Just listened to Dave Winer's podcast about building a For The Record Blogging System. As he rightly points out that the problem with such a system isn't the actual technology to create / build the post, but ensuring that the post lives on forever. We have lost so much of the history of the web as as companies who hosted our content have gone out of business or changed their focus.    People use Medium for this today, what guarantee do we have that they will be up and running tomorrow / next month / next year?

My initial thought about this was "people should host their own content on their own domain".... and then I thought about it.  If I were to die tomorrow, everything I host would slowly fade away:

  1. When my credit cards are cancelled my host will discontinue service and *poof* my content will be stricken from the web. Same goes for my domains, eventually they'll expire and then "Bye Bye"
  2. If I make arrangements to make sure hosting and domain renewal aren't a problem; eventually they'll be a problem somewhere on the server. Maybe a security update will be released that won't get applied and the server is hacked. Maybe a drive failure. Maybe DB corruption. At some point the lack of a sysadmin will become a problem.
  3. If I make it through this hurdle eventually things will slowly slip away via entropy. HTML, CSS and Javascript features will be deprecated and removed. File formats will die out of favor with new and shiny things replacing them (think flash). 
  4. Eventually my estate will run out of money and #1 will happen.

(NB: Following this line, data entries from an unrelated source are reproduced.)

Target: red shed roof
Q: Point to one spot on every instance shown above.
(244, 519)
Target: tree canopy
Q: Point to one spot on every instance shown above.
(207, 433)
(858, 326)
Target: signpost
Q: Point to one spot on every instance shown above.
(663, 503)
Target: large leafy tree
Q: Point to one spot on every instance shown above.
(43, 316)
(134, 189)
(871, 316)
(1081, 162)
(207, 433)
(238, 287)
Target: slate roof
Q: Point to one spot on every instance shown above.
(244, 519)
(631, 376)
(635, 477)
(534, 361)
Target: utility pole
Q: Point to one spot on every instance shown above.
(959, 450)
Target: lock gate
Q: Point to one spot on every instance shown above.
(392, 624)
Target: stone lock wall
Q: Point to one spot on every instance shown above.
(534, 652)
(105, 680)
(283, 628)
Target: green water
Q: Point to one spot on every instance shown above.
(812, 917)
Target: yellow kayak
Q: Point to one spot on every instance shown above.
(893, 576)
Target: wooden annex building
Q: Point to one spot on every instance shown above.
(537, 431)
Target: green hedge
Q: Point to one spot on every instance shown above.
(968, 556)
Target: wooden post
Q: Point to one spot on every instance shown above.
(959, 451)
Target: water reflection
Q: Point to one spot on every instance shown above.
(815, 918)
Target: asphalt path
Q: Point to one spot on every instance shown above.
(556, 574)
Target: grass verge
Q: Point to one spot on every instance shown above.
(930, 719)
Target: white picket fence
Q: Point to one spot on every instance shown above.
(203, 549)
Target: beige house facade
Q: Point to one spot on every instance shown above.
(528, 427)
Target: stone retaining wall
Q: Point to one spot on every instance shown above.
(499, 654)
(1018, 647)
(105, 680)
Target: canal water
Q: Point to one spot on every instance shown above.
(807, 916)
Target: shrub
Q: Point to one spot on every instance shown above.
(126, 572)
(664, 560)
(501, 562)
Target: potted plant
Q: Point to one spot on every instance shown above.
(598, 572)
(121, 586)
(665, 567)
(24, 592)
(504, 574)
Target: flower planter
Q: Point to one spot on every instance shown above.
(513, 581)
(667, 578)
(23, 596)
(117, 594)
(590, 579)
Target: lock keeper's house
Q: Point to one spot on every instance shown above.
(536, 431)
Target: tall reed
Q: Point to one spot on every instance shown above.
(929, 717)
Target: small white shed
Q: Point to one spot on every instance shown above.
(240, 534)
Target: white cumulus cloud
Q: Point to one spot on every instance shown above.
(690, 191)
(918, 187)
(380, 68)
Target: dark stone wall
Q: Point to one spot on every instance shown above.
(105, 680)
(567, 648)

Perhaps by random coincidence the next podcast that popped up on my player was Jason Scott's.  For those not in the know, Jason works at the Internet Archive, a non-profit founder by Brewster Kahle which is attempting to archive ... well ... everything.  You may know the archive from the wayback machine or collection of older games.  Those are only a small part, they are truly trying to be a modern day Library of Alexandria.  If it can be digitized and archived the IA is trying to archive it. 

Now, the wayback machine, isn't the direct solution to this problem but the fact these things popped up back to back got me thinking about the problem.